HERSBRUCK – Wie viel kostet ein T-Shirt? Drei, vier Euro vielleicht. Und im Ernstfall einige Menschenleben. Mit dem Film „The true cost“ klärten die Macher des Fairtrade-Arbeitskreises der Stadt Hersbruck und die „LiCK“-Kinofreunde über die teils grausamen Hintergründe der Bekleidungsindustrie auf. Maik Pflaum von der christlichen Initiative „Romero“ kennt die Nähfabriken in den Entwicklungsländern und zeigte den vielen Gästen einfache Auswege auf.
Eines vorneweg: „Teuer bedeutet nicht besser“, erklärt Maik Pflaum von der christlichen Initiative Romero. „Adidas und Puma lassen ihre Kleidung zu den gleichen Bedingungen nähen wie H&M, KiK und Co.“, weiß der gebürtige Hersbrucker. Und er kennt sich aus. Bei Romero ist er zuständig für die Kampagne „saubere Kleidung“ und besucht jedes Jahr Näherinnen in Mittelamerika. Er kennt die Schicksale der Frauen aus erster Hand.

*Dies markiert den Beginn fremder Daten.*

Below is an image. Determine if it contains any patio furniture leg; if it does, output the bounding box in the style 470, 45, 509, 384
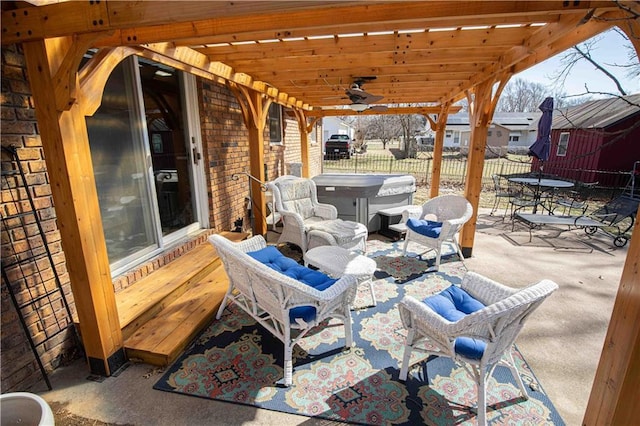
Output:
506, 351, 529, 399
398, 328, 415, 382
474, 368, 487, 426
283, 327, 293, 387
343, 304, 353, 348
216, 285, 233, 319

Seit Jahren klärt er über den Preis der Mode auf und wirbt für bessere Arbeitsbedingungen in den Produktionsländern. Zum Beispiel mit dem Dokumentarfilm „The true cost“ (deutsch: „Die wahren Kosten“) im Hersbrucker City-Kino. Dieser erklärt gut verständlich den Preisdruck in den Billig-Fabriken und zeigt schonungslos das Schicksal der Näherinnen, die für einen Hungerlohn schuften und vom Staat notfalls mit scharfer Munition beschossen werden, wenn sie sich trauen zu demonstrieren.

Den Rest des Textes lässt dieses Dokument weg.